En 1958, le contrebassiste sort un album intitulé « Get Those Elephants Out ‘Here ». Entouré d’une section cuivres de folie Red Mitchell tient la contrebasse mais aussi le piano. A la trompette Blue Mitchell sort des solos de trompette empreints de Blues en ornant de chromatismes. Au baryton c’est Pepper Adams et au trombone Frank Rehak. Le contrebassiste instille une certaine façon de jouer, comme si les tempo up Be-Bop étaient joués de façon apaisée. Même si les morceaux sont d’une esthétique particulière Il accompagne les grands du Jazz moderne mais également certains du Jazz plus classique comme Harry « Sweets »Edison.

Après avoir évoqué le Red Mitchell sideman, parlons du leader et du quintet qu’il fonde avec le saxophoniste Harold Land. Le groupe qu’il cofonde avec le saxophoniste est selon moi une pépite du Jazz moderne. En 1962 ils enregistrent « Hear Ye » chez Atlantic et s’entourent du trompettiste Carmell Jones, du pianiste Frank Strazzieri et de Leon Petties à la batterie.

Le morceau d’ouverture « Triplin’ Awhile » est de douze mesures et semble être un Blues. Sobre et discret, Red prend un solo qui respire le swing.

En second le thème « Rosie’s Spirit » est joué à vive allure sur un tempo up.

Carmell Jones prend un solo flamboyant avant que Red Mitchell ne déroule des phrases enjouées qui respirent. On entend le Blues accentué par les glissandos qu’il fait.

Le Blues est très présent sur le morceau « Here Ye » dont la mesure est du 6/8.

Le titre éponyme est un thème en 3 temps très mélodieux sur lequel le saxophoniste prend un solo énergique à la suite duquel le contrebassiste réalise une impro à l’archet.

Sur le tempo du médium swing, la contrebasse part dans un solo tonique sans forcer.

En écoutant l’introduction, on entend des couleurs orientales sur « Catacomb ».

Le morceau final est explosif. Sur un tempo up swing les solistes s’en donnent à coeur joie.

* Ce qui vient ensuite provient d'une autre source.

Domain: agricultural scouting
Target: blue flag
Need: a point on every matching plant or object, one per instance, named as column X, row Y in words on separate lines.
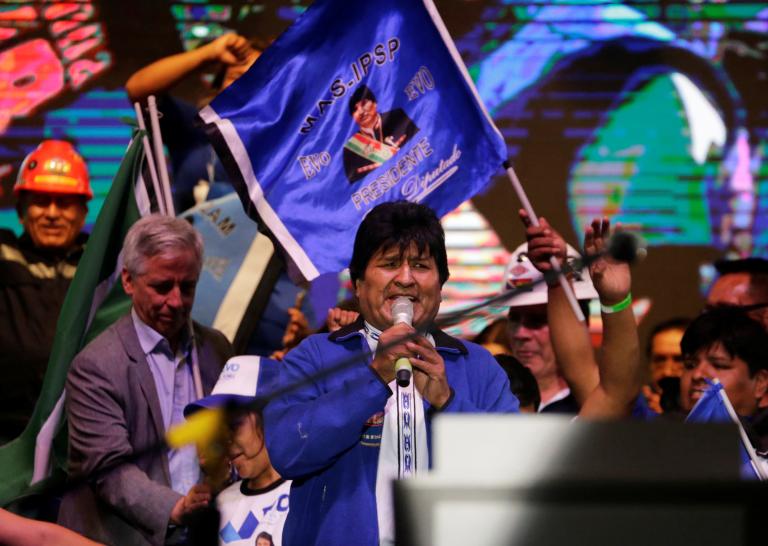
column 355, row 104
column 714, row 407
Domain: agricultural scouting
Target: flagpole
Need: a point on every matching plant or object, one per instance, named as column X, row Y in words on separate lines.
column 150, row 157
column 744, row 438
column 518, row 187
column 160, row 155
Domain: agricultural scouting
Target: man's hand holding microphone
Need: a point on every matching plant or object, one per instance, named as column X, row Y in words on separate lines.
column 412, row 359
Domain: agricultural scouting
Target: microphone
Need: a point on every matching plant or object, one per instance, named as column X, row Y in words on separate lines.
column 402, row 311
column 626, row 247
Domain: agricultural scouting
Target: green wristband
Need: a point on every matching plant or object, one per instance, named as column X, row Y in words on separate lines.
column 623, row 304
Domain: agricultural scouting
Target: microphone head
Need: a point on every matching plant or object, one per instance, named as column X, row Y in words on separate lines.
column 402, row 310
column 627, row 247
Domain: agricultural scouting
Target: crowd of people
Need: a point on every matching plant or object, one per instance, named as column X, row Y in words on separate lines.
column 315, row 433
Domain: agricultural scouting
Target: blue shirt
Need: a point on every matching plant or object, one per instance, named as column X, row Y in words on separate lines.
column 175, row 389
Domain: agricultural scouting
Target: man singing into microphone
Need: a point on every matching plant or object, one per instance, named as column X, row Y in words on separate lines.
column 343, row 438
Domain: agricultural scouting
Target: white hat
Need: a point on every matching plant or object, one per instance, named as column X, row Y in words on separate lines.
column 520, row 271
column 242, row 379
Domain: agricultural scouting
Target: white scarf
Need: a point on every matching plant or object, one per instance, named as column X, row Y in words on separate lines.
column 403, row 451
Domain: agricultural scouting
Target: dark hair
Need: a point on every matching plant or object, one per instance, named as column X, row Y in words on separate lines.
column 740, row 336
column 361, row 93
column 399, row 223
column 521, row 381
column 756, row 268
column 676, row 323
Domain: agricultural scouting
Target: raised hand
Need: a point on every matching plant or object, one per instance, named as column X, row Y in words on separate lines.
column 338, row 318
column 543, row 243
column 229, row 49
column 429, row 372
column 612, row 279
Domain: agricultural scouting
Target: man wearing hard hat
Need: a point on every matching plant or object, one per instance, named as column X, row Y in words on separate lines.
column 52, row 191
column 529, row 328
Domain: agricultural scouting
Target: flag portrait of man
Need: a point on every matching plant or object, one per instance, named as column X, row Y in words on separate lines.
column 379, row 136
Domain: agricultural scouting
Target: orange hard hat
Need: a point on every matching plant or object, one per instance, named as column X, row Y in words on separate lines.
column 54, row 167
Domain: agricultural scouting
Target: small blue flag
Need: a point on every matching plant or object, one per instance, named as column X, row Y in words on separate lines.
column 714, row 407
column 355, row 104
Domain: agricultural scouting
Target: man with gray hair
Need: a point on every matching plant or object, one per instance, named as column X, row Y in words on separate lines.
column 130, row 385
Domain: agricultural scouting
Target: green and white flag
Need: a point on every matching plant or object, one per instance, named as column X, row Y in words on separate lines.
column 94, row 300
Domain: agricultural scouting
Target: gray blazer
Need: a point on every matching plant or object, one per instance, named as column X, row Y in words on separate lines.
column 113, row 410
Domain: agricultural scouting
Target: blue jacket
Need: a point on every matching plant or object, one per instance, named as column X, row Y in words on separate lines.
column 325, row 435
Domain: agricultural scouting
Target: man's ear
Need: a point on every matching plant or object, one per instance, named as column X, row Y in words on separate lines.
column 761, row 384
column 356, row 287
column 127, row 282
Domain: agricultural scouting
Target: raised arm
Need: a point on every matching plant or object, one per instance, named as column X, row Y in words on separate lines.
column 161, row 75
column 569, row 336
column 621, row 372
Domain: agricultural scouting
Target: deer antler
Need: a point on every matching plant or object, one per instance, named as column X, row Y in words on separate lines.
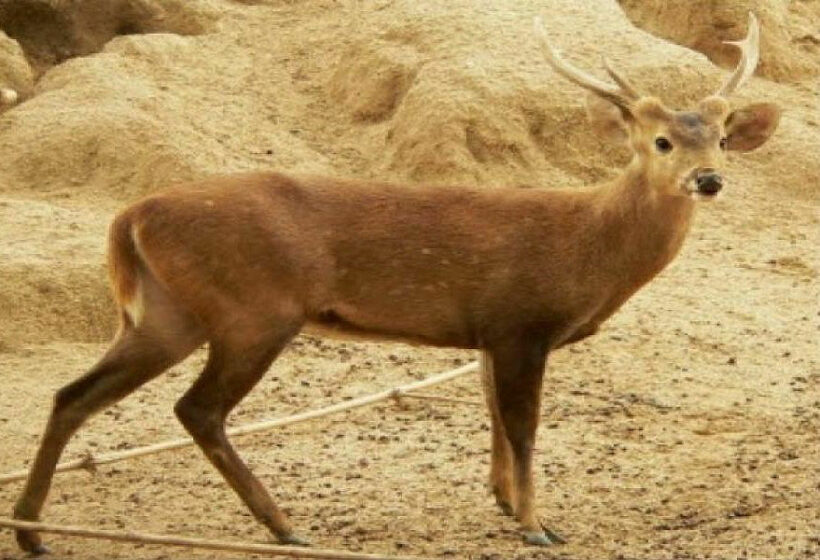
column 623, row 95
column 7, row 96
column 749, row 54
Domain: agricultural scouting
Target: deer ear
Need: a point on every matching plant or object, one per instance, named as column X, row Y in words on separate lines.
column 749, row 127
column 607, row 119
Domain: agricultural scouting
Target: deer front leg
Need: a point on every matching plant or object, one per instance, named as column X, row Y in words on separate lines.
column 518, row 370
column 501, row 483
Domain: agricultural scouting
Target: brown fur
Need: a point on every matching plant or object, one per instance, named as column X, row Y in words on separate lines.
column 244, row 262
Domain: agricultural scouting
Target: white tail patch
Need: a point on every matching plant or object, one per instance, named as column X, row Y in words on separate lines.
column 135, row 309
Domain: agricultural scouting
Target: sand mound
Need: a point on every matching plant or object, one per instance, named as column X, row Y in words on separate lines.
column 687, row 428
column 51, row 31
column 790, row 35
column 406, row 93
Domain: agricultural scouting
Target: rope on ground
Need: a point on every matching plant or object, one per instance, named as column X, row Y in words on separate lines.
column 190, row 542
column 89, row 462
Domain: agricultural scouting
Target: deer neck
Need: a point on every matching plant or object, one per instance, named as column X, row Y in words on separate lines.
column 645, row 229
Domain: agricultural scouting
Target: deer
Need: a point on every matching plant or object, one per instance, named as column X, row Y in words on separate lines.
column 244, row 262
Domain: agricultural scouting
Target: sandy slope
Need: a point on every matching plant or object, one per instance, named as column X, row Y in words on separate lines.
column 689, row 428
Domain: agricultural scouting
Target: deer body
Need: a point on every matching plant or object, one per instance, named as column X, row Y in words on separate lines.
column 447, row 266
column 245, row 262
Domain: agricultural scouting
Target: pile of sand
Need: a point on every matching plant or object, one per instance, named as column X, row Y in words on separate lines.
column 790, row 31
column 144, row 93
column 120, row 98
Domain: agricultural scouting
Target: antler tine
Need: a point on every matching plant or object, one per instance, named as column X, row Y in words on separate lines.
column 749, row 54
column 7, row 96
column 609, row 92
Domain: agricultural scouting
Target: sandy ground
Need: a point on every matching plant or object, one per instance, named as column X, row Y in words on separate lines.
column 688, row 428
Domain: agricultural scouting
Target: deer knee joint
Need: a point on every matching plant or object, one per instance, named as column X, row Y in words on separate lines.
column 200, row 422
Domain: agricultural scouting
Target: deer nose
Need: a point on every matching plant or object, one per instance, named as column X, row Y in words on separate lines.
column 709, row 182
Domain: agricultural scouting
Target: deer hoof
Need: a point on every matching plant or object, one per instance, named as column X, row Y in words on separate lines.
column 506, row 507
column 293, row 539
column 30, row 542
column 540, row 538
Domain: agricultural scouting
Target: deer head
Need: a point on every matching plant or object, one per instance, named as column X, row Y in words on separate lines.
column 678, row 153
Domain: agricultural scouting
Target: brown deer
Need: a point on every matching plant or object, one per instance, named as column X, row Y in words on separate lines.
column 244, row 262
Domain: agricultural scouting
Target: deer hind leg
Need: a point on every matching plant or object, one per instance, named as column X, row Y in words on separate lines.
column 501, row 483
column 233, row 368
column 164, row 337
column 518, row 369
column 137, row 355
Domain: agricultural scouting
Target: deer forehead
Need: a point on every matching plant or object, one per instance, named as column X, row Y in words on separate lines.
column 690, row 129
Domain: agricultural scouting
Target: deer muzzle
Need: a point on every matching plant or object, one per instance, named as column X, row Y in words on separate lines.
column 708, row 183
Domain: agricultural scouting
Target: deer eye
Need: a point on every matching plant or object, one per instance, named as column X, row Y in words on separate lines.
column 664, row 146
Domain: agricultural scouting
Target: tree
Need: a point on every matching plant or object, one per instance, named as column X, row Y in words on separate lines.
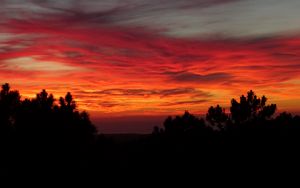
column 9, row 102
column 251, row 107
column 217, row 116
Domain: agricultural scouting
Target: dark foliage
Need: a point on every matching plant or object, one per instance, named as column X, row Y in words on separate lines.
column 43, row 133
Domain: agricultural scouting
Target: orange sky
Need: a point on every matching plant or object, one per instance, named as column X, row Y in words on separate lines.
column 140, row 65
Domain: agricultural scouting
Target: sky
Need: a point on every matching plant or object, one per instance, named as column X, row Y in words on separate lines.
column 128, row 60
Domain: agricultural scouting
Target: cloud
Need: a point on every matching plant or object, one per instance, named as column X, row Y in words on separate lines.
column 135, row 56
column 192, row 77
column 180, row 103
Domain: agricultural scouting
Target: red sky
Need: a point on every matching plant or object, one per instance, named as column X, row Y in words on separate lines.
column 141, row 58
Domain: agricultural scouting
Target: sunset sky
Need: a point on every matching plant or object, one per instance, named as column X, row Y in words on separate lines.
column 137, row 58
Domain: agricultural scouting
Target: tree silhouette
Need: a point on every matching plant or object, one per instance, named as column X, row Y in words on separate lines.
column 217, row 116
column 9, row 102
column 251, row 107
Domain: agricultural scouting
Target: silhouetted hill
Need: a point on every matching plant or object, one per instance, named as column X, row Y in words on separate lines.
column 44, row 134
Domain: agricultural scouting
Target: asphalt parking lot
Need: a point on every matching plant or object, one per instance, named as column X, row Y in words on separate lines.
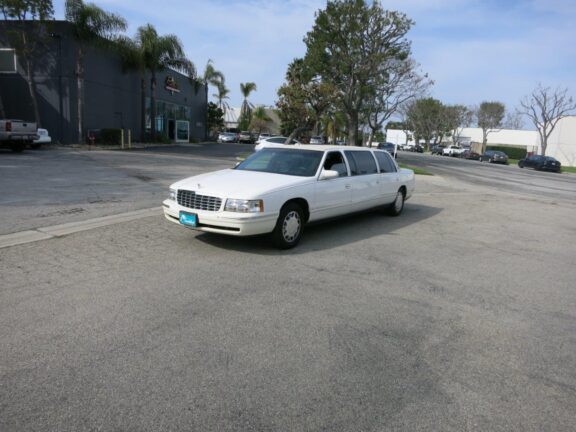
column 459, row 315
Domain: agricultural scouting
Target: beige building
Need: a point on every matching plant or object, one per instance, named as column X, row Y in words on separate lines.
column 562, row 141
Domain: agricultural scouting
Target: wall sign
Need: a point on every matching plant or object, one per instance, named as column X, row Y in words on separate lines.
column 171, row 85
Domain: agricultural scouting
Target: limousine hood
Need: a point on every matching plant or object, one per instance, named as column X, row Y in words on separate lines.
column 230, row 183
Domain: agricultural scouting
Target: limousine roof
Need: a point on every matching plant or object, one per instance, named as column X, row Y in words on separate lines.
column 323, row 147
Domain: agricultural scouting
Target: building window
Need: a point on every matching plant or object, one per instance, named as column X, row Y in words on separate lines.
column 7, row 60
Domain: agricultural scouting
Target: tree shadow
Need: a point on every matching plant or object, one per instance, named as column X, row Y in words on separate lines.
column 323, row 236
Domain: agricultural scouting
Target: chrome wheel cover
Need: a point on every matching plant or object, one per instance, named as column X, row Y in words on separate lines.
column 291, row 226
column 399, row 202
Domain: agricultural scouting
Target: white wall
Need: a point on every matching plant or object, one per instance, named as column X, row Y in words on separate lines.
column 524, row 138
column 397, row 137
column 562, row 141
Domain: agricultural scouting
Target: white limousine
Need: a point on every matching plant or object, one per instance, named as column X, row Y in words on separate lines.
column 279, row 190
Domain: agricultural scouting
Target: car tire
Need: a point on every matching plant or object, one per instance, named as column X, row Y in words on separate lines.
column 17, row 147
column 289, row 227
column 395, row 209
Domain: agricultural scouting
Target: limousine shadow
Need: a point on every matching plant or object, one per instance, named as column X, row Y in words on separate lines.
column 328, row 234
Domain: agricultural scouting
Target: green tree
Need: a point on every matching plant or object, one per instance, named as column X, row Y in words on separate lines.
column 349, row 48
column 395, row 125
column 160, row 53
column 545, row 107
column 425, row 117
column 489, row 116
column 294, row 113
column 457, row 117
column 260, row 119
column 304, row 99
column 26, row 39
column 92, row 25
column 400, row 84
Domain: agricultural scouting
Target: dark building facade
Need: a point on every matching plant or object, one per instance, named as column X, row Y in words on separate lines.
column 112, row 94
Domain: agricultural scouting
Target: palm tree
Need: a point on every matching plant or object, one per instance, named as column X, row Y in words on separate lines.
column 260, row 119
column 211, row 76
column 222, row 94
column 159, row 53
column 92, row 25
column 246, row 89
column 246, row 108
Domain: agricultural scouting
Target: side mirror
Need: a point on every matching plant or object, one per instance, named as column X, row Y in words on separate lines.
column 328, row 174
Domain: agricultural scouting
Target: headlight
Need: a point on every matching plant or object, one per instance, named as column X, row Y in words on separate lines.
column 244, row 206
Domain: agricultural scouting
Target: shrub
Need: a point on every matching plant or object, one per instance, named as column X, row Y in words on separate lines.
column 110, row 137
column 512, row 152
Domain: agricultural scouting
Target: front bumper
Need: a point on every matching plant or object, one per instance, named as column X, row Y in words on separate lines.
column 221, row 222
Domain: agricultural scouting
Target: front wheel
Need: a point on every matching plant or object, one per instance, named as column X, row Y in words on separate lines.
column 398, row 205
column 289, row 227
column 18, row 147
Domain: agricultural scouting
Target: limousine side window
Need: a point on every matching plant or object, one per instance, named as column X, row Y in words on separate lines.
column 361, row 162
column 385, row 161
column 334, row 161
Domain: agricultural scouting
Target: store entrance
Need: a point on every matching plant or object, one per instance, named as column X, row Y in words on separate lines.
column 178, row 130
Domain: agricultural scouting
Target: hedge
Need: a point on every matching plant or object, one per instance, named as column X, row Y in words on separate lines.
column 512, row 152
column 110, row 136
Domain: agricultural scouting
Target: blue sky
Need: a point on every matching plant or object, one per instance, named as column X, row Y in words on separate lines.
column 474, row 50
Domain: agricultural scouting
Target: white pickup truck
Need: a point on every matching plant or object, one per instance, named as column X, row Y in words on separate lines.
column 16, row 134
column 452, row 151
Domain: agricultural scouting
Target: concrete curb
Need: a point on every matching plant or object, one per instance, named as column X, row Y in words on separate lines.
column 46, row 233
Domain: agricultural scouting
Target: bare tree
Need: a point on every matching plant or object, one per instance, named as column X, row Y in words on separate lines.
column 397, row 86
column 545, row 107
column 513, row 120
column 457, row 117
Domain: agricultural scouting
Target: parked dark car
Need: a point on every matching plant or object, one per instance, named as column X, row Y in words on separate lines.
column 469, row 154
column 540, row 163
column 438, row 149
column 246, row 137
column 389, row 147
column 417, row 148
column 494, row 156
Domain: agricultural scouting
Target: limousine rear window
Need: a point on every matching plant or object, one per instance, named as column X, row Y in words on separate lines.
column 361, row 162
column 385, row 162
column 301, row 163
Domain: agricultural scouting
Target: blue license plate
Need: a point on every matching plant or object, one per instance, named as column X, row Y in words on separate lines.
column 189, row 219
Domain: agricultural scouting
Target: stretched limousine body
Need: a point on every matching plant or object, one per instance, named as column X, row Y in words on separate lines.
column 278, row 190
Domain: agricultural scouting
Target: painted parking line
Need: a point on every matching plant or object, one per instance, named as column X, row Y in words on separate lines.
column 61, row 230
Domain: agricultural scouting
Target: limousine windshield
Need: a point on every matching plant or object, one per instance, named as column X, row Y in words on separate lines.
column 294, row 162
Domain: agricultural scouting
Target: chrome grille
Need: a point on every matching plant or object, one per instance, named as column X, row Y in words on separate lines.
column 195, row 201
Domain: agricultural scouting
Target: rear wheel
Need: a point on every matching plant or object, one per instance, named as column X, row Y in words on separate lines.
column 398, row 205
column 289, row 227
column 18, row 147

Si on explore la discographie, on pourra écouter le trio qu’il forme avec Bobo Stenson et Rune Carlsson. « One Long String » album de 1969 reste un tournant. Concernant le titre éponyme, ce pianiste développe des lignes d’improvisation tout à fait fascinantes, tellement elles sont claires et belles. Le solo de contrebasse est comme une histoire qui nous est contée.

La musique de cet album est plus moderne. Du titre « Narbild » se dégage l’espoir, une forme de luminosité.

Dans les années 70 il continue les collaborations avec d’autres solistes prestigieux comme Lee Konitz en réalisant « I Concentrate On You », hommage à Cole Porter. L’album s’ouvre sur « Just One Those Things », un thème qui s’ouvre par des notes de contrebasse puissantes. Les solo croisés de Lee Konitz et de Red forcent l’admiration.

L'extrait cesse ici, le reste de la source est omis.